---
datasets:
- DeepMath-103K
language:
- en
library_name: transformers
license: apache-2.0
pipeline_tag: text-generation
tags:
- reasoning
- reinforcement-learning
- rlvr
- mcts
- math
- iclr-2026
model-index:
- name: DeepSearch-1.5B
results:
- task:
type: text-generation
name: Mathematical Reasoning
dataset:
name: AIME 2024
type: text
metrics:
- type: avg@32
value: 53.65
- type: avg@32
value: 35.42
- type: avg@32
value: 90.39
- type: avg@32
value: 92.53
- type: avg@32
value: 40.0
- type: avg@32
value: 65.72
---
🚀 DeepSearch-1.5B
**DeepSearch-1.5B🌟** is a 1.5B parameter reasoning model trained with **Reinforcement Learning with Verifiable Rewards (RLVR)**, enhanced by **Monte Carlo Tree Search (MCTS)**.

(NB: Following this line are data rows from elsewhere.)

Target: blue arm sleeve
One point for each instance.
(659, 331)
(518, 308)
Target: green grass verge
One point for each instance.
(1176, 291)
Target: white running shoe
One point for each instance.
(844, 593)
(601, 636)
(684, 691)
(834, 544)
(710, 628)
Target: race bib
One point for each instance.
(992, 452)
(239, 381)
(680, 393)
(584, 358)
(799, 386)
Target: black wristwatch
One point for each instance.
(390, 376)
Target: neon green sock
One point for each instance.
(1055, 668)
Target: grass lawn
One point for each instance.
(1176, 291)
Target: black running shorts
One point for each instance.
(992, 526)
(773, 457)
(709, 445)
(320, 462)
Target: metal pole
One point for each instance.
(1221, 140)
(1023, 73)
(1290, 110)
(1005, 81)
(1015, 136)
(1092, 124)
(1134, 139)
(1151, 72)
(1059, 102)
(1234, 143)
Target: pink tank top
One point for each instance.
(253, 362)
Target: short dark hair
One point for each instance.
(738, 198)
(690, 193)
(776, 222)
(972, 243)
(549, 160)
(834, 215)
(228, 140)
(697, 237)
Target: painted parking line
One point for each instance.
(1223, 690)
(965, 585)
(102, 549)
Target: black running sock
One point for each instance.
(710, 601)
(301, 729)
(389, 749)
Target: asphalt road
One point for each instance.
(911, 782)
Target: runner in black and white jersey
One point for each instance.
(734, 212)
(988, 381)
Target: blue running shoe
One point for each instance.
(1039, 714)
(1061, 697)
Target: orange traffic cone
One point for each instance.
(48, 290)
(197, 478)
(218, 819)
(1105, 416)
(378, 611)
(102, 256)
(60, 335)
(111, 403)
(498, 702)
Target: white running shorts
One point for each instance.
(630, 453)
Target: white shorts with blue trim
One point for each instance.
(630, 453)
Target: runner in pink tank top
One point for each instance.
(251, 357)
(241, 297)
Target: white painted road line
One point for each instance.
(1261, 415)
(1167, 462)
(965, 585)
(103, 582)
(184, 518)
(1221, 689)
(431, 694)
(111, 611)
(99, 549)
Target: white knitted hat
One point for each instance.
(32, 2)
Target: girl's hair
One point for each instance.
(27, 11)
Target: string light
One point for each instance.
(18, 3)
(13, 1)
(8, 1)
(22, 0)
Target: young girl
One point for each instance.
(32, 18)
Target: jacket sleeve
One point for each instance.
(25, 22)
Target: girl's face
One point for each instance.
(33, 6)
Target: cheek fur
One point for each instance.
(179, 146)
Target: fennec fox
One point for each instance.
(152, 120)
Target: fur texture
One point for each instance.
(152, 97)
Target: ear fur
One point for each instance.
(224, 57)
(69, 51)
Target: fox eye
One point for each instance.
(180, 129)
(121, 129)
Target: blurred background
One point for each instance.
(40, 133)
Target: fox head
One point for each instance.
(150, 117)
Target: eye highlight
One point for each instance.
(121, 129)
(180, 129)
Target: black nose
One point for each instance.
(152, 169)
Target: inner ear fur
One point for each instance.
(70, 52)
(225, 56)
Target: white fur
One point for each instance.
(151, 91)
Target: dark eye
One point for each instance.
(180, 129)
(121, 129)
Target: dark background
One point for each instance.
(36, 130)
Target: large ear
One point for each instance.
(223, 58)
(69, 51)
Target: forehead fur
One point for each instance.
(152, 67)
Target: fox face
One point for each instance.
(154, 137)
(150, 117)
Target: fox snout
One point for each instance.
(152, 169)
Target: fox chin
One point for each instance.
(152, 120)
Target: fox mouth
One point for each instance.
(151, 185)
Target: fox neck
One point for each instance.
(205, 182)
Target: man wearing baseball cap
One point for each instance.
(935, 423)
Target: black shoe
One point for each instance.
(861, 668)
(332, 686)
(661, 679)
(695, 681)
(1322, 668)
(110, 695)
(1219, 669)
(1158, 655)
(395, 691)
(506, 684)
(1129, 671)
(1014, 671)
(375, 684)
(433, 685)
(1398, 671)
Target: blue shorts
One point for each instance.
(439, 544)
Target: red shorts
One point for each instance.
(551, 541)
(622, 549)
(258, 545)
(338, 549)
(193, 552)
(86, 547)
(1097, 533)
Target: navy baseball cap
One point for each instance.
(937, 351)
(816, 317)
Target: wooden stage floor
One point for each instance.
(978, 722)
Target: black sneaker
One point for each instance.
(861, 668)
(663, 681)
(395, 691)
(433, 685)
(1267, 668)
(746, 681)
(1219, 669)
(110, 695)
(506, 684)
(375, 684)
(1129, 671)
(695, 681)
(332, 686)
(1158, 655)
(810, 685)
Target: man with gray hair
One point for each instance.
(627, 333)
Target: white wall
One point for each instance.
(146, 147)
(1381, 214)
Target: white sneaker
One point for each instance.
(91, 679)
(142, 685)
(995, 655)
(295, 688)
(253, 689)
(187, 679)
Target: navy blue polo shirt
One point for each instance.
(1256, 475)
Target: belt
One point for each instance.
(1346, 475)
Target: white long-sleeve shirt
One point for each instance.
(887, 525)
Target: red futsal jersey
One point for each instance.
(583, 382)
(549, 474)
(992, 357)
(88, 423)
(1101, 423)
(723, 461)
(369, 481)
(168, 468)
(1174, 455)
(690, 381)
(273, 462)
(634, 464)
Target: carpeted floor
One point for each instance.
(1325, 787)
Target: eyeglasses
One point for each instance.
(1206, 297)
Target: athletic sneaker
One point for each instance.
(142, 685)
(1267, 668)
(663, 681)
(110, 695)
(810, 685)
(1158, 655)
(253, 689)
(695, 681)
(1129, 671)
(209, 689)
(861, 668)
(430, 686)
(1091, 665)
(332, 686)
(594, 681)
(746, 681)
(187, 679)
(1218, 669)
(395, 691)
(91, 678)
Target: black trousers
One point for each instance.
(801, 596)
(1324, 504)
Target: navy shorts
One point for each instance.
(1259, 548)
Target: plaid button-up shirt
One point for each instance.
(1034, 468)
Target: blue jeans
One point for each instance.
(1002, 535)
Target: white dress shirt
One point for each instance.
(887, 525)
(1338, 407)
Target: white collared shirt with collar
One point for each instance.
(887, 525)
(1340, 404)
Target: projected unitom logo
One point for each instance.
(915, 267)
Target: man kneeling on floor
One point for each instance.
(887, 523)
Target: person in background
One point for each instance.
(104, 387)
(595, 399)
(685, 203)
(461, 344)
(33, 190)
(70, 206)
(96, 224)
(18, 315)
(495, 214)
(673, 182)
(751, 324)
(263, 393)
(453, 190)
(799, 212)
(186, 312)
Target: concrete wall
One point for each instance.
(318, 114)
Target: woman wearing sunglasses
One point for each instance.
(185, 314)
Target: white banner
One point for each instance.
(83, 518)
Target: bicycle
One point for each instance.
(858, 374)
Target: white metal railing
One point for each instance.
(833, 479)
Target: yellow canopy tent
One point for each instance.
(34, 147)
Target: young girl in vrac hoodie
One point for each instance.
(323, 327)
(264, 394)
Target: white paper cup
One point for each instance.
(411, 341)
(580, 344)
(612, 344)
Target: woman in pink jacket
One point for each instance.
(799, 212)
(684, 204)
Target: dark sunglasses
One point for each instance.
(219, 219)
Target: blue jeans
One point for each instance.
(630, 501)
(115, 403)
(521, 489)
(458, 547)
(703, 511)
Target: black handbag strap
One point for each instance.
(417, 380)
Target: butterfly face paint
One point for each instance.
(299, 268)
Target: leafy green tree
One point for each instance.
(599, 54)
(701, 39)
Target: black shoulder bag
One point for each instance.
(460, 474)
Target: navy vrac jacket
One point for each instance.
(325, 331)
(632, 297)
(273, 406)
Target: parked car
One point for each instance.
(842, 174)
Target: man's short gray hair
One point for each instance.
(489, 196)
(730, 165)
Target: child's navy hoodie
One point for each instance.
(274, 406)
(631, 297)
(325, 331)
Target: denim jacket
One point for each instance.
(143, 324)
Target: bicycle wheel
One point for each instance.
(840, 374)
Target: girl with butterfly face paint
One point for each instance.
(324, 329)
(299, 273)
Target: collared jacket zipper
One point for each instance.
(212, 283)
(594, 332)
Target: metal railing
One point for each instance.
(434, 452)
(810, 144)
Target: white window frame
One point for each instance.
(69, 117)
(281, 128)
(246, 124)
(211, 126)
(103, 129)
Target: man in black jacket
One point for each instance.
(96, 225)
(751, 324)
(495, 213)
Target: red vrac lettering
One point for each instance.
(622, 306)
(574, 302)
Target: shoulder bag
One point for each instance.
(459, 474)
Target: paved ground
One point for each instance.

Unlike prior approaches that restrict structured search to inference, DeepSearch integrates MCTS *into training*, enabling systematic exploration, fine-grained credit assignment, and efficient replay buffering.
This model achieves **state-of-the-art accuracy among 1.5B reasoning models** while being **5.7× more compute-efficient** than extended RL training baselines.

---
## Model Details
- **Developed by**: Fang Wu\*, Weihao Xuan\*, Heli Qi\*, Ximing Lu, Aaron Tu, Li Erran Li, Yejin Choi
- **Institutional affiliations**: Stanford University, University of Tokyo, RIKEN AIP, University of Washington, UC Berkeley, Amazon AWS, Columbia University
- **Paper**: [DeepSearch: Overcome the Bottleneck of Reinforcement Learning with Verifiable Rewards via Monte Carlo Tree Search](https://huggingface.co/papers/2509.25454)
- **Code**: [Github](https://github.com/smiles724/DeepSearch)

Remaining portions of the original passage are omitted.